この背景には、同和問題の差別事象は、減少傾向にあるとはいうものの、今なお、インターネットなどで、悪質かつ、誹謗・中傷する差別書き込みでの人権侵犯事件が、後を絶たない状況や、一部の地方公共団体で、同和施策が後退傾向にあったからであります。
このような状況を改善させるために、当会の友好政党である「自由民主党」の、当時、幹事長であられた二階俊博先生へ現状を訴え、党内に委員会を立ち上げて頂き、法案作成に取りかかり、議員立法として成立したのであります。
この法律が成立したことで、一部の地方公共団体の、同和問題の取り組みや相談体制が見直されたことを考えると大きな成果があったものと伺えます。

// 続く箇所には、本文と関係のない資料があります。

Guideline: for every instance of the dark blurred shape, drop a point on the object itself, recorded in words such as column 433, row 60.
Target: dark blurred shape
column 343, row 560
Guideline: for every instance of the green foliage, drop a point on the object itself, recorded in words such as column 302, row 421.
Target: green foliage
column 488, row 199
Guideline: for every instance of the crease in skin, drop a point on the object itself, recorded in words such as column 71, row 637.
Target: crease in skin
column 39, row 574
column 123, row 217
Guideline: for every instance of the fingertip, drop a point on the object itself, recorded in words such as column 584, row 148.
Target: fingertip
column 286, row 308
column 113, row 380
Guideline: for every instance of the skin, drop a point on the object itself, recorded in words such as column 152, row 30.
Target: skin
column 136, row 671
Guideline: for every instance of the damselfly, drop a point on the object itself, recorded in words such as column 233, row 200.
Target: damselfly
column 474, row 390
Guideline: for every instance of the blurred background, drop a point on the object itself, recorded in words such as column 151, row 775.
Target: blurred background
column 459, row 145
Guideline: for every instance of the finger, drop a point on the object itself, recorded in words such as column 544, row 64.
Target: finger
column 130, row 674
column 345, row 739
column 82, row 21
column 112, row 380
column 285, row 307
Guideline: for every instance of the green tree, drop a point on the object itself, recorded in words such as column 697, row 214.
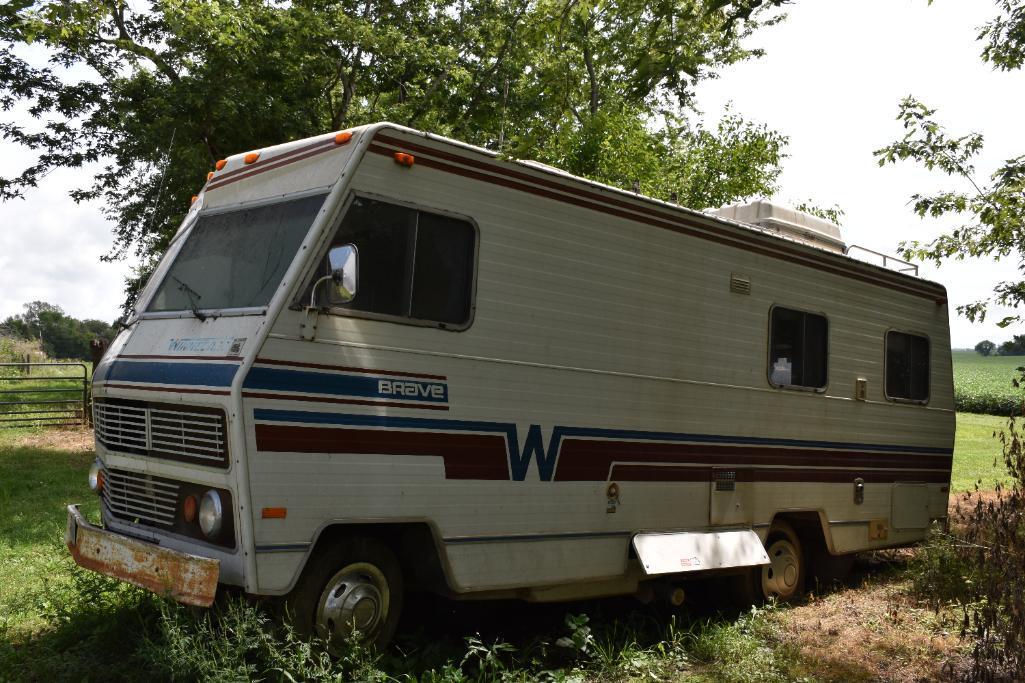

そして、この法律の第6条には、部落差別の実態調査が明記されており、すでに、法務省は実態調査をおこない、調査結果も公表されています。
この調査結果でもやはり、当会が主張していたように、今や同和問題は解決の過程にあることが、証明された結果となりました。
私たちは、この法律を拡大解釈することなく、有効活用することで、完全解決に、繋げていきたいと思いますが、一点気がかりな事があります。
それは、この法律では、人権が侵害された場合の被害者の実効性のある救済措置が、明記されておらず、あくまでも理念法でありますので、今なお、人権侵害で悩み、苦しむ人たちを救済できる法律でないということであります。
私たちが、強く求めている「人権擁護法案」は、パリ原則に応じた簡易・迅速・柔軟に、人権救済を図る目的で、国家行政組織法の第3条委員会として、人権委員会の設置を中心とする法律なのであります。
この法律であれば、今なお、人権侵害で苦しむ人たちが、泣き寝入りせずに早期に人権問題が解決できると、確信しております。
そして、この法律を成立させることこそが、私自身の使命であると心しておりますので、皆様方のご支援・ご協力を賜ります事を、切にお願いする次第であります。
それでは、本年が皆様方にとって、幸多き一年となりますことを、心よりお祈り申し上げ、新年のご挨拶とさせて頂きます。
今年一年よろしくお願い致します。